During its redistricting process the school board has neglected Jefferson-Houston — the city’s only non-accredited school and by some measures the third worst school in the entire state. Currently, 75 percent of Jefferson Houston students receive free or subsidized lunches and 85 percent have minority status. Wealthy parents in the Jefferson-Houston district opt out by administrative or programmatic transfers to other schools,
moving away, or sending their children to private school. Poorer families do not have these options and are forced by the school board to go to a failing school.
Two school districts bordering Jefferson Houston (Lyles-Crouch and Matthew Maury) have much lower shares of students with free or subsidized lunches (25 percent) and much higher shares of white students (50 percent-plus). The school border between Jefferson Houston and Lyles-Crouch is particularly stunning. The boundary is on King Street, one block from the Jefferson Houston school — even though the ability to walk to school is a criterion for redistricting.

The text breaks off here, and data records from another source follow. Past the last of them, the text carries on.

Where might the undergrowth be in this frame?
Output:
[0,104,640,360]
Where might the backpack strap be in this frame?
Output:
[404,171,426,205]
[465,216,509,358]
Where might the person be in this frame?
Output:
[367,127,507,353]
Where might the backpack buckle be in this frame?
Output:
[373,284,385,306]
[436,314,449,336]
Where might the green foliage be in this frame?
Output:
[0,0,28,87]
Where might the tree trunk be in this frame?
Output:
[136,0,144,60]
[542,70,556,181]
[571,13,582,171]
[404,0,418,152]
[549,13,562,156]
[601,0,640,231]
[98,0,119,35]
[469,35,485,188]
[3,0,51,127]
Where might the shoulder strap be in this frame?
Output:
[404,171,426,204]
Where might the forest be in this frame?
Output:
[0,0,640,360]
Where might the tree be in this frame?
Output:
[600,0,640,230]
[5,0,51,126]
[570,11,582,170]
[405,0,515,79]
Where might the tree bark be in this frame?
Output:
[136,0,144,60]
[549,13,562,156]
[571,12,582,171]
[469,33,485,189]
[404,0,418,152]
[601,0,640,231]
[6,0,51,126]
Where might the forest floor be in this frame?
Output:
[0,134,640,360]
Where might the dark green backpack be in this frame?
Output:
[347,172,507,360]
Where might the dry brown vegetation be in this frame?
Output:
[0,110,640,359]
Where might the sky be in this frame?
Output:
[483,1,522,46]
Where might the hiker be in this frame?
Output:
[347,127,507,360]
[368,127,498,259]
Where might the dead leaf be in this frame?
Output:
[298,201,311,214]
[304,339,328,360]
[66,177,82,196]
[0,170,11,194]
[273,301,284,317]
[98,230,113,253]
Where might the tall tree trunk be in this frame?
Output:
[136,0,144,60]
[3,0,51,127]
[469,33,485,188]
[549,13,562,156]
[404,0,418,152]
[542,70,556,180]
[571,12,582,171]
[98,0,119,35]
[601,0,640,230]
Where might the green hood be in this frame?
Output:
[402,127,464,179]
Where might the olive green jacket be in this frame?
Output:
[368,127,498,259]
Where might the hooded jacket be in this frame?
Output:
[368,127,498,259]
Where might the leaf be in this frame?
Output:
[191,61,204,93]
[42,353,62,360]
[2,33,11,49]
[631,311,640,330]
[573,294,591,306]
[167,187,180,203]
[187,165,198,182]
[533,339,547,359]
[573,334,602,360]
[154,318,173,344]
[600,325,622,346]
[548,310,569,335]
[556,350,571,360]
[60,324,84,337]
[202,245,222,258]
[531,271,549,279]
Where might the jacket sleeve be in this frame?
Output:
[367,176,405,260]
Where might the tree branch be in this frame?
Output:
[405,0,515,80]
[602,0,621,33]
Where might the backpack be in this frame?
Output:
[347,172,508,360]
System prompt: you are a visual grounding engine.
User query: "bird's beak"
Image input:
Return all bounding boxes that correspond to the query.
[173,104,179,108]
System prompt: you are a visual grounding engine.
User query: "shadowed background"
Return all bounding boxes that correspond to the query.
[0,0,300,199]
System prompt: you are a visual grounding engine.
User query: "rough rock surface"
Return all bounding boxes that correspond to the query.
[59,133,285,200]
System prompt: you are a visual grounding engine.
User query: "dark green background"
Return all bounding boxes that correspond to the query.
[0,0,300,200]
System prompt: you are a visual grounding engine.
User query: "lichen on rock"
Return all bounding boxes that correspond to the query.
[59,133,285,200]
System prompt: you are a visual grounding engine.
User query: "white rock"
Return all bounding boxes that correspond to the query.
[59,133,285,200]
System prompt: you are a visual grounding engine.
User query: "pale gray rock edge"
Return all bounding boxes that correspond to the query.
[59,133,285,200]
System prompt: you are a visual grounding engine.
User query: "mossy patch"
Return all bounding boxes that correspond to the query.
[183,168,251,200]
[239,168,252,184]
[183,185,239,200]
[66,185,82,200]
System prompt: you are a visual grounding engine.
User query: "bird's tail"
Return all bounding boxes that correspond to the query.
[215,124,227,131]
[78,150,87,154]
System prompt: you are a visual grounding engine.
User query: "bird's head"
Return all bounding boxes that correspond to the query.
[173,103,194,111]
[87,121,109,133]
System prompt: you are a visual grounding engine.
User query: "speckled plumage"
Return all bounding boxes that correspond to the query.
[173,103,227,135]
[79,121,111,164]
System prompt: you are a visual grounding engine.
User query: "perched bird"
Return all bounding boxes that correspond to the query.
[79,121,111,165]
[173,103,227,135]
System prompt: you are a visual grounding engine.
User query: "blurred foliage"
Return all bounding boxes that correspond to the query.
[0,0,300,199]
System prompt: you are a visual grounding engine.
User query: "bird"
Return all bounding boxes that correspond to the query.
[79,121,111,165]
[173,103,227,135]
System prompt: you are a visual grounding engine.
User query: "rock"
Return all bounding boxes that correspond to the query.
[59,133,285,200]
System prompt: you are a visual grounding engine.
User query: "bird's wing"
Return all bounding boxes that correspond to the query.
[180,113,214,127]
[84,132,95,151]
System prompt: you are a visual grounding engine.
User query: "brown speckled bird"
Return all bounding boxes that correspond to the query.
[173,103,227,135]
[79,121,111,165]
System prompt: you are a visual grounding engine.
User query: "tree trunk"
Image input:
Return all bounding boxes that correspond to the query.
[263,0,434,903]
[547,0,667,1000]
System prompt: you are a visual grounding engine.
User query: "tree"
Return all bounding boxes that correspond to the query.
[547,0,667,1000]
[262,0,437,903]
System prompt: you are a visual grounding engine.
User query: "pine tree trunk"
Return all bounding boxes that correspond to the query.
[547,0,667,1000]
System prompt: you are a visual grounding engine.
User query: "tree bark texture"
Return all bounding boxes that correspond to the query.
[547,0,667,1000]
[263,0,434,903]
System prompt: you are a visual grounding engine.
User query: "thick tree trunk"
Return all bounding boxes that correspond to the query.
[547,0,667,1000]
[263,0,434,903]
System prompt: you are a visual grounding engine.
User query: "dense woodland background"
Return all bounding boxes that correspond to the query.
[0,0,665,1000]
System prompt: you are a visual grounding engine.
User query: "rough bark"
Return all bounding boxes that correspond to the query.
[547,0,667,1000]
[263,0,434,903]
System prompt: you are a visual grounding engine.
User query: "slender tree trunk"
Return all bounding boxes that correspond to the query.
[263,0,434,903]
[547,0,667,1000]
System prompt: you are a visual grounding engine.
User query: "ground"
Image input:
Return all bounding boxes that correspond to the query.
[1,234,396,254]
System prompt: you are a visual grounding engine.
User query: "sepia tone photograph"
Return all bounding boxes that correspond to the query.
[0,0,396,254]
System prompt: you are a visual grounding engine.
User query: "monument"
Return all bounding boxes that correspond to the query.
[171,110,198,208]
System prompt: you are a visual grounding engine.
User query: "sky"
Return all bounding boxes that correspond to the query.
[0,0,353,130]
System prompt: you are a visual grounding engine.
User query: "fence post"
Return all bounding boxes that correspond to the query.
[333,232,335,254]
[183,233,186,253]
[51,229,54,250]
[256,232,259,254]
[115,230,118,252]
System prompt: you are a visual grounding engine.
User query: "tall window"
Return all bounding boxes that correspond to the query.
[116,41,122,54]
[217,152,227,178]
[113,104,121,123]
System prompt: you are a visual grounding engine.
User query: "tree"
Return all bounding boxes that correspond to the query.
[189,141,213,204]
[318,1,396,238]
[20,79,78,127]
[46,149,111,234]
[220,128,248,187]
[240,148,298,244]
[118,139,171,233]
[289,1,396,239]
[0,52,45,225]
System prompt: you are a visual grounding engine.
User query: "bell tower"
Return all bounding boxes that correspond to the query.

The school board should use redistricting to (1) give poor and minority students currently concentrated in Jefferson Houston (and few or no options to move or go to private school) more chances for a better education; and (2) attract more wealthy parents to send their kids to public school.
Redrawing school district boundaries and creating more balanced schools by race/ethnicity and income is a powerful tool. For some reason the school board is not using it. I think concentrating poor kids and minorities in a failing school and depriving them of chances at a good education is not acceptable. In my opinion the school board has a moral obligation to act.